Hey! This is the third blog-post in my series of GSoC experience. Phase-1 has come to its end. I’ll be sharing my experiences of third and fourth week of GSoC.
Third week
In third week of my coding, I did many minor fixes and improvements. It includes _RecursiveAttr.__repr__, better error handling and other changes suggested by my mentor. Thanks to Imanishi-san, he provided ideas to make existing code cleaner. So, there was some re-implementation of _Recursiveattr.__getattr__ and data transfer methods. fallback_mode now supports direct retrieval of NumPy scalars. I also implemented some tests for fallback_mode.
Fourth week
In this week, I again did some minor fixes, moved fallback_mode to cupyx/fallback_mode and implemented a test decorator for testing fallback methods. PR #2229 got merged and fallback_mode is added for release in cupy v7.0.0b1. I am super happy, as this was my first true opensource contribution.

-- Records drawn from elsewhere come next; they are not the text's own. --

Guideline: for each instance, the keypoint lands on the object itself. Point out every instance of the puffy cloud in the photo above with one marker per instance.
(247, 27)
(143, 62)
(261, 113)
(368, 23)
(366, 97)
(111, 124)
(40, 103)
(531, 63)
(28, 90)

Now, I am currently working on next goal, that is to implement fallback_mode.ndarray. It’s needed in order to apply fallback on ndarrays. Supporting methods such as ndarray.min(), ndarray.reshape() is easy. But, supporting magic methods such as __add__, __neg__ won’t work, as they bypasses __getattr__ in new-style classes. So, for the last couple of days, I was researching about all this and found out, that this could be overcame by proxying magic methods of cupy.ndarray to fallback_mode.ndarray. So, for now, working on it.
Summary
fallback_mode now has __repr__ and basic tests are done. It now supports methods of following types:
result = numpy.func(*args, **kwargs)result = numpy.module.func(*args, **kwargs)
where, execution steps are performed onargs,kwargsand result is returned.
Following is how the fallback_mode currently works.
>>> from cupyx.fallback_mode import numpy
>>> numpy.ones
<numpy = <function ones at 0x000002AC4E0AC598>, cupy = <function ones at 0x000002AC4EB977B8>>
>>> numpy.nanargmin
<numpy = <function nanargmin at 0x000002AC4E1FA7B8>, cupy = None>
>>> numpy.pi
3.141592653589793
>>> numpy.nan
nan
>>> a = numpy.array([[1,numpy.nan,2],[3,4,numpy.nan]])
>>> type(a)
<class cupy.core.core.ndarray>
>>> res = numpy.nanargmin(a, axis=0)
>>> res
array([0, 1, 0], dtype=int64)
>>> type(res)
<class cupy.core.core.ndarray>
>>> numpy.linalg
<numpy = module numpy.linalg, cupy = module cupy.linalg>
>>> numpy.matrixlib
<numpy = module numpy.matrixlib, cupy = module None>
Future work
Future work will include:
- Support fallback for
fallback_mode.ndarray. - Notification mechanism, similar to that of
numpy.seterr. - Supporting methods such as
ndarray.resize()where nothing is returned, but references are modified.